Everywhere people say with their eyes watch out or don't blink
you might miss something, a get-rich quick ticket with fresh ink
security guards, on the graveyard shift, in front of screens ruminating
stone still with drooping eyelids, a vagrant outside pitched against
the marbled edifice, steel enveloped glass, people hatched
direct into the hurry, a restless current, the vision of a city planner.

In a park, tuxedoed men rock on heels, relief sighs escape a wedding planner
rings pop out of boxes, held aloft for a crowd to see, minerals blink
and flash in sunlight, hands shake, arms clasp across backs, hatched
from stone-age burials, plant pigments, the smell of octopus ink.
Jet through the streams, downloadable desires set against
burgundy blades, trundled over flesh, eyes in the mirror ruminating.

Instinct still polished and stainless steel smooth, feet ruminating
the get up and go that got up and went, rending the event planner,
tragedies personal but outed, in the end sung, but to swim against
the tide, you need a diet of basso profundo, no ovation, just a blink
stage fright, flights from predators, camouflage covers the ink
on a newspapers' fine print that never made it to print, hatched

like a virus from its entanglement with the strands that hatched
its fight against the life that gave it life, walls are ruminating,
wailing with sewn together lips, criss-crossed with tattoo ink
hands tied with umbilical cords, no one is a birth planner
down to final details, with details so final, no cries are heard, no blink
is seen, face pressed against glass, against the bed, just against.

It all pushes back, doesn't it? If it was as simple as for or against.
An ostrich sticks its neck out, no sand in sight, even though it just hatched.
If I could learn from these words, it might make quiet sense when I blink.
Head perched on an end of the world railing, thoughts themselves ruminating,
my mind has a mind of its own, its ownership is a planner.
Can we make the needed leap, no faith involved, from pixel to ink?

So when you ask what I'm doing next Tuesday, I'll say ruminating.
If payday comes my way, I'll become a vacation planner.
Eyes closed while walking, I forgot to look in your face and blink.
Storm tossed branches, settled
tabletop splintered and angled,
the home seems less a home than an
eviscerated body.

Saturday, November 04, 2006

The Terrorism of Circumstance



My other favourite work at the Busan Bienniale was this weather balloon kept afloat by a fan blowing air upwards. It had a radio signal that broadcast through about twenty speakers arranged in a circle around the room. The radio signal was picked up on an amplifier through some feedback mechanism that varied the sound it made as the balloon moved around in the room and changed its distance from the amplifier. The sounds produced were very trancy: reminiscent of a cross between tibetan chanting and cicada song.

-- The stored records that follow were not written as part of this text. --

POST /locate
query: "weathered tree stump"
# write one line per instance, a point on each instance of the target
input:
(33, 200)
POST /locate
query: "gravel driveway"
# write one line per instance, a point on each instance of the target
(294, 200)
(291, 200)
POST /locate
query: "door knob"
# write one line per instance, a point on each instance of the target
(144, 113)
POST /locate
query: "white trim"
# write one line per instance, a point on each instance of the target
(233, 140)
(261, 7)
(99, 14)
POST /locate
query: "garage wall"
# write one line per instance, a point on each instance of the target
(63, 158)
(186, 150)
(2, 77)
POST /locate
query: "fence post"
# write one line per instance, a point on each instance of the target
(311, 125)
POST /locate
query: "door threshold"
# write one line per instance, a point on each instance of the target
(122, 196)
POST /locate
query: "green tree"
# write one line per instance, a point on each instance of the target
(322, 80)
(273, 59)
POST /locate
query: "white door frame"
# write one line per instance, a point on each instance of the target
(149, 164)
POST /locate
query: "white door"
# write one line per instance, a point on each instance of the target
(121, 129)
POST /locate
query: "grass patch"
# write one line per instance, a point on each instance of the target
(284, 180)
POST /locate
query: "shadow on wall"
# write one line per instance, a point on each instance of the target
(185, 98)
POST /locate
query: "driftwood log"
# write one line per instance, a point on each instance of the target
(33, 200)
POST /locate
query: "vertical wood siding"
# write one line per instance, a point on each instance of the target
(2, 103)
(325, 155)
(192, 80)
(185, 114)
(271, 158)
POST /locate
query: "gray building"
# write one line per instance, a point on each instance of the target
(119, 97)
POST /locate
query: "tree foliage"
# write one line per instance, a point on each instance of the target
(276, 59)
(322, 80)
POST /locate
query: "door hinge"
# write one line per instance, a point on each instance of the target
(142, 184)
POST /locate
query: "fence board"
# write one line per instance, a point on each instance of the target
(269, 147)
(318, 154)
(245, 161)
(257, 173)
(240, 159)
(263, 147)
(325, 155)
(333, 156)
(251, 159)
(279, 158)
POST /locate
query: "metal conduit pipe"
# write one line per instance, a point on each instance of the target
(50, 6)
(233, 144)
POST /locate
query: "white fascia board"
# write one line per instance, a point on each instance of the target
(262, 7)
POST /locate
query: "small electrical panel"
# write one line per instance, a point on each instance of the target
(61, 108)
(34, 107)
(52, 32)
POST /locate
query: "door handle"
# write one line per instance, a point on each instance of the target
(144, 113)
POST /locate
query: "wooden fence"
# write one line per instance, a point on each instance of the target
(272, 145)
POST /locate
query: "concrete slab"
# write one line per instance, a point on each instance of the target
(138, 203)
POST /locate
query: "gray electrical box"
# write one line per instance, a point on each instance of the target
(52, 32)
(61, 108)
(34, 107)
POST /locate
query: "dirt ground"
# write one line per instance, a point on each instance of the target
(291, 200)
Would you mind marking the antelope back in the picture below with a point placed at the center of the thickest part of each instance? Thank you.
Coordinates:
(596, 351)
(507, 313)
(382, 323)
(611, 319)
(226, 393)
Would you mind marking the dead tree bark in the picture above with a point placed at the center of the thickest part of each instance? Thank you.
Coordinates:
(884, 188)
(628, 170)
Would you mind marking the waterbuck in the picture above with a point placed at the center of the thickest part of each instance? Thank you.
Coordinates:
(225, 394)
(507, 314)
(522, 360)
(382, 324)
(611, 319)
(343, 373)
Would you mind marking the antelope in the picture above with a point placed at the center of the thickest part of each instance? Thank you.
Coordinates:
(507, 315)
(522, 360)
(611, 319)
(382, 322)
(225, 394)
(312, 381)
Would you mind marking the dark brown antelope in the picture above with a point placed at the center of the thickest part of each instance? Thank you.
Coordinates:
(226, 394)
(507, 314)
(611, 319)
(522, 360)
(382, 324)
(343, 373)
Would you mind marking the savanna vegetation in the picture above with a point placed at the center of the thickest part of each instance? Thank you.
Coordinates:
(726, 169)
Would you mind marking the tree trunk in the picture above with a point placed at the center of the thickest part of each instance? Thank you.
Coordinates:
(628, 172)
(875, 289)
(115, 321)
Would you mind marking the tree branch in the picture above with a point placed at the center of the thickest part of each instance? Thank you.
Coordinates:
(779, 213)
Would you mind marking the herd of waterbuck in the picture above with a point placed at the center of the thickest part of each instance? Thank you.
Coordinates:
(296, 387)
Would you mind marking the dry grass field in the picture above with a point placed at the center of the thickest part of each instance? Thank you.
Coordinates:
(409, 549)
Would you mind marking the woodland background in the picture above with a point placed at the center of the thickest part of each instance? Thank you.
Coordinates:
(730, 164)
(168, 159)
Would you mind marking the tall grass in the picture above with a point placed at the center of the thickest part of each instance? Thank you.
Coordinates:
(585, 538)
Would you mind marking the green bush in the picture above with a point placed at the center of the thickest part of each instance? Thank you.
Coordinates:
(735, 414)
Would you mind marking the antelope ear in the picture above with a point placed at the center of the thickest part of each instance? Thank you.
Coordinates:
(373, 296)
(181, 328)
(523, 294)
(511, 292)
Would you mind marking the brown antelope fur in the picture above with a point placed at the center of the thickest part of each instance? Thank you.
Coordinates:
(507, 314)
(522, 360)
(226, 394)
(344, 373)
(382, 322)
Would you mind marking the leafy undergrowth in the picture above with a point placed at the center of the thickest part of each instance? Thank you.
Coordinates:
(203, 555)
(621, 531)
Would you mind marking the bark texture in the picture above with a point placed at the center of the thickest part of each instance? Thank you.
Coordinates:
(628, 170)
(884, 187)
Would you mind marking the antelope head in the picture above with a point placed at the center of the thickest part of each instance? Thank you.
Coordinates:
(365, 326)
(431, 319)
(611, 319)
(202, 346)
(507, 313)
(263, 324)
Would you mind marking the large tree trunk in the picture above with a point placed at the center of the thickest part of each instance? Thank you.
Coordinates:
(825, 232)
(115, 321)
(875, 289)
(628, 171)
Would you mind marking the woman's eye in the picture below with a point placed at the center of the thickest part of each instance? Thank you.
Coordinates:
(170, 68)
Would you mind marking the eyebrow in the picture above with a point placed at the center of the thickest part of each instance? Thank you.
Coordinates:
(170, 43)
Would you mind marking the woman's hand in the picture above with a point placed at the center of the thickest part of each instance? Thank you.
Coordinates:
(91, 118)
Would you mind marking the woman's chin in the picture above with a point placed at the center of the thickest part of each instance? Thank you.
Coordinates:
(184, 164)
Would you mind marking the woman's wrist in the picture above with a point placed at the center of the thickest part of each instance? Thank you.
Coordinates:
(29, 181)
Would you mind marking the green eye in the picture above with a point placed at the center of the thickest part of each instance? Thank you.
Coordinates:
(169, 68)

Unfortunately, as I was watching and listening, the balloon and its attached radio collided with the fan cage. The sound became very tinny, high-pitched, and loud, and then faded away totally. One of the bienniale staff soon appeared and looked at me, and I just shrugged my shoulders like I didn't know what caused the mishap (which was true). I guess I was lucky. They could have construed that I somehow screwed with the installation. Whew!